Hardware/Software Tipping Point

Has the tide turned from increasing amounts of general purpose, software defined products, to one where custom hardware will make a comeback?


It doesn’t matter if you believe has ended or is just slowing down. It is becoming very clear that design in the future will be significant different than it is today.

Moore’s law allowed the semiconductor industry to reuse design blocks from previous designs, and these were helped along by a new technology node—even if it was a sub-optimal solution. It lowered risk and the technology node provided performance and power gains that enabled increasing amounts of integration.
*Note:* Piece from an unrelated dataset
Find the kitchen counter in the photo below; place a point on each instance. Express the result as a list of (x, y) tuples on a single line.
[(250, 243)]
In the early 1990s, former Sony CTO Tsugio Makimoto made an observation that electronics cycled between custom solutions and programmable ones approximately every 10 years. This became known as Makimoto’s Wave. 2017 is the next crossing point in his prediction, and is meant to migrate us from highly flexible SoCs to more standardized integrated devices.
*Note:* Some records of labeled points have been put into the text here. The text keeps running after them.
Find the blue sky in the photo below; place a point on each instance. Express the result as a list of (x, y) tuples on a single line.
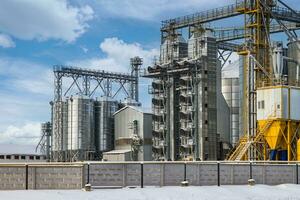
[(100, 34)]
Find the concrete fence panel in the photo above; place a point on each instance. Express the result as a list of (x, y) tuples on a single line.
[(12, 178), (106, 174)]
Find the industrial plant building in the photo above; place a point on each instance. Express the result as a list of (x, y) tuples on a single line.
[(186, 96), (197, 114), (133, 135)]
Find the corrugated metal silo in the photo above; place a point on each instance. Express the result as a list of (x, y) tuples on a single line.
[(80, 128), (104, 124)]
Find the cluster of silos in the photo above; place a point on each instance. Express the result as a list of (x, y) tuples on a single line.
[(185, 104), (83, 128)]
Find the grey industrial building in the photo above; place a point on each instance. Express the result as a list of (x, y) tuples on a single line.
[(133, 135), (186, 95)]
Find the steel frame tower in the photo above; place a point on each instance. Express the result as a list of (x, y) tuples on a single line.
[(257, 28)]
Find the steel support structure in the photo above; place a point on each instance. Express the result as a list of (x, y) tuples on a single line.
[(88, 83)]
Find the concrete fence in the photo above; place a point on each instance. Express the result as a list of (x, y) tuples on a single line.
[(126, 174)]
For many chips today, large parts of the chip remain dark. There is a finite amount of heat that can be removed from the die, and this limits the amount of power that the chip can consume. This has led to a significant increase in the time and attention paid to low-power design techniques, but so far most of this effort has been in the lower levels of design. In order to make further gains and to increase the percentage of the chip that can be doing useful work, higher-level design decisions need to be examined and architectural changes made.
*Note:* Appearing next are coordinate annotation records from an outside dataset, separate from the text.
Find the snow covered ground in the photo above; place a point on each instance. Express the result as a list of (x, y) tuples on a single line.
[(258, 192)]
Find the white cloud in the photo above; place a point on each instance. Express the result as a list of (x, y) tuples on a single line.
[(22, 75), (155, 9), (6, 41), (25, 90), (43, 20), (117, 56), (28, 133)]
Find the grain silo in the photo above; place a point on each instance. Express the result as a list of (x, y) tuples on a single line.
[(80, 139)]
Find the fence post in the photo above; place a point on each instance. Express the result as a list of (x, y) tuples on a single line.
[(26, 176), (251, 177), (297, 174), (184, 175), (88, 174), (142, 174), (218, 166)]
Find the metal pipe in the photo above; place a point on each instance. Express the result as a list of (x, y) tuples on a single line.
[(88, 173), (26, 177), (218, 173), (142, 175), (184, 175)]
Makimoto may well be right. If so, we will start to see additional functions being pulled out of general-purpose processors and implemented as high-performance, lower-powered blocks that are more customized for the task. Will that mean dedicated hardware, or just more specialized processors?

Slow turn or landslide?
“More and more we are seeing people build things that have a more focused system model in mind,” says Drew Wingard, CTO at Sonics. “We see targeted chips that are doing just neural network inferencing, or at the edge we see IoT devices that may power a smart watch. These have a more constrained set of system requirements at least with respect to the non-CPU resources.”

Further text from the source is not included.